Panfilo Castaldi was an Italian physician and "master of the art of printing," to whom local tradition attributes the invention of moveable type. He was born in Feltre but spent most of his life working in Milan.
The story as it has circulated through the centuries in Feltre is that Castaldi was given examples of early Chinese block printing by Marco Polo, with which he experimented, eventually producing modern type. The story was largely unknown outside of Lombardy until it was reported in the 19th century by Robert Curzon, Baron Zouche, a diplomat. As Curzon tells it, Castaldi began with glass stamps made at Murano and eventually developed wooden printing blocks which he used in a printing press in Venice in 1426. This would have been several years before Johann Gutenberg's first experiments with metal type in the early 1430s. Curzon stresses the connection to Marco Polo, arguing that Castaldi's early work closely resembles Chinese printing, and also stresses Gutenberg's acquaintance with Venetian printing, thus suggesting that European printing did not emerge distinctly from the Chinese analogues but in imitation.

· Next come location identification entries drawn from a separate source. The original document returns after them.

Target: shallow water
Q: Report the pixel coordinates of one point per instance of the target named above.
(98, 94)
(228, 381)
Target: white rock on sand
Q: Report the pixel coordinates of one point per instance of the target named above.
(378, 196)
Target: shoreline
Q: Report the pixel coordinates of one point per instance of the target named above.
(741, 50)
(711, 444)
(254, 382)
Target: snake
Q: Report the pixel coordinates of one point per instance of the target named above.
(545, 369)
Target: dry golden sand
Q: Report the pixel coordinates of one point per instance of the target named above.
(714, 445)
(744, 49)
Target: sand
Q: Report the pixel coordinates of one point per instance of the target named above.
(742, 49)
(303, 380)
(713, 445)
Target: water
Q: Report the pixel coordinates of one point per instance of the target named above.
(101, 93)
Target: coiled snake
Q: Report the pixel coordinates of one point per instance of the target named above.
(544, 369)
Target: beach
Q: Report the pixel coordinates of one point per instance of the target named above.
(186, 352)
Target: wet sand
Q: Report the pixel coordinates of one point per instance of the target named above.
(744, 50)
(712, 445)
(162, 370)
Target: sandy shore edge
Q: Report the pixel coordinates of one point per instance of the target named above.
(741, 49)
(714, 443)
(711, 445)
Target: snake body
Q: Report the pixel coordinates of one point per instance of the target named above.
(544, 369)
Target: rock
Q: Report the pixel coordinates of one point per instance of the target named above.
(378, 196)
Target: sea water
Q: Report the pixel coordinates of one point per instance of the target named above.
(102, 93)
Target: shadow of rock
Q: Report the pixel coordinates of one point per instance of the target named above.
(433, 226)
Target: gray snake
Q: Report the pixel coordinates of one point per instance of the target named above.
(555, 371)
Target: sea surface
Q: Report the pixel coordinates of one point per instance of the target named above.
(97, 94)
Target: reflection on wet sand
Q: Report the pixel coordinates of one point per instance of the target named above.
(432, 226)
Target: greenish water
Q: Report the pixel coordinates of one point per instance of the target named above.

Since no more recent scholarship has suggested such an early date for Castaldi's printing, any relationship between Castaldi and Marco Polo, or any connection between Gutenberg and Northern Italy, the story has never received much credit outside of Feltre. In that city, however, it still attracts a fair amount of attention and was brought up once again on the occasion of Castaldi's sexcentennial in 1998; in a proposal for a municipal bill recognizing Castaldi, he was referred to as "il primo inventore dei caratteri mobili per la stampa". What is clear is that by the 1470s Castaldi was a successful printer; there is a record of a print run of 300 copies of a Cicero epistle in 1471.
Panfilo Castaldi is the imprint of a 19th and 20th-century printing house in Feltre.